Но это не значит, по мнению Сибата и Глейзера, что создавшееся положение безнадежно.
Нужно попытаться использовать все меры, какие еще возможны. Первейшая из них — децентрализация, изменение экономической структуры района, связанного со столицей. Практически это означает выведение нескольких отраслей промышленности из сферы столицы и создание новых индустриальных центров, в первую очередь на побережье Внутреннего Японского моря и острова Хоккайдо. Также следует переместить центры образования— университеты из столицы в другие города. И, наконец, проект, обещающий как будто самый радикальный выход из кризиса — осушение Токийской бухты.
И Сибата, и Глейзер — оба считают проект осушения бухты очень интересным. Новая территория будет застроена современными, благоустроенными, комфортабельными зданиями, «новорожденный Токио» будет способен принять 5 миллионов человек. Подобная практика в истории человечества далеко не нова. В качестве примера можно привести голландцев, с великим упорством в постоянной борьбе отвоевывающих у моря один за другим куски его дна.
«Правда, — заявил Сибата, — я думаю, что только богатые смогут переселиться в этот, Токио-модерн, а старый Токио — обиталище средних слоев и бедняков — будет постепенно превращаться в трущобы».
Таковы в общем-то весьма неутешительные прогнозы лечения недугов японской столицы, включая последний проект. Однако проекты, плохие или хорошие, — всего лишь проекты.
Каков же сегодня архитектурный облик столицы?
Сегодняшний Токио, как никогда раньше, свидетельствует о высоком уровне развития японской архитектуры, активно использующей современные достижения строительной техники.
Бетон, стекло, алюминии, гранит, дерево смешались с новыми материалами — пластиком, новейшими достижениями химии — полимерами.
То, что современные здания смотрятся с бетонными автострадами одним целым, для нас не удивительно, они дети одного века, но, оказывается, искусством японского архитектора они могут быть объединены с древним, истинно национальным садовым искусством во вполне логичное и гармоническое сочетание. Прозрачная стена из стекла или, наоборот, грубая пористая известняковая или гранитная плита и рядом лаконично-абстрактный каменный сад с цветовой гаммой, определенной гранями камешков или колоритом мха, приютившегося на них.

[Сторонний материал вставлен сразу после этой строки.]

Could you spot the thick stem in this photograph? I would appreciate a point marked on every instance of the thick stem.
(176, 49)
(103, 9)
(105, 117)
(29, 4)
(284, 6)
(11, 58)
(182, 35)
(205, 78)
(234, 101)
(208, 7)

Безусловно, к этому пришли не сразу, такой подход в корне расходится с утверждениями японских зодчих древности, которые считали, что для гармонии нужна одинаковая фактура, однородность материала в садово-жилом ансамбле. «Гармоническое сочетание архитектуры с пейзажем, — писал известный японский историк искусства Цунайоси Цудзуми, — возможно лишь только тогда, когда они состоят из одного и того же материала. Верхняя часть крыши соответствует кроне дерева».
Но время меняло взгляды архитектора на свой предмет. В 20–30-е годы для японских зодчих, увлекавшихся идеями Гроппиуса, Мендельсона, были весьма актуальны слова немецкого архитектора Брейера: «Здание — дело рук человеческих, искусственно созданное сооружение. Поэтому оно не должно подражать природе — оно должно противопоставлять себя ей. Здание обладает прямыми геометрическими линиями. Если в нем используются свободные линии, то должно быть ясно, что линии эти созданы искусственно, что они не выросли сами собой. Я не вижу никаких оснований, почему архитектура должна подражать естественным, органическим живым формам».
Период подражания западной архитектуре дал немало примеров изолированности, отрыва творений архитектора не только от окружающего ландшафта, но и вообще полного отвлечения от специфики национальной почвы, на которой осуществлялись его замыслы.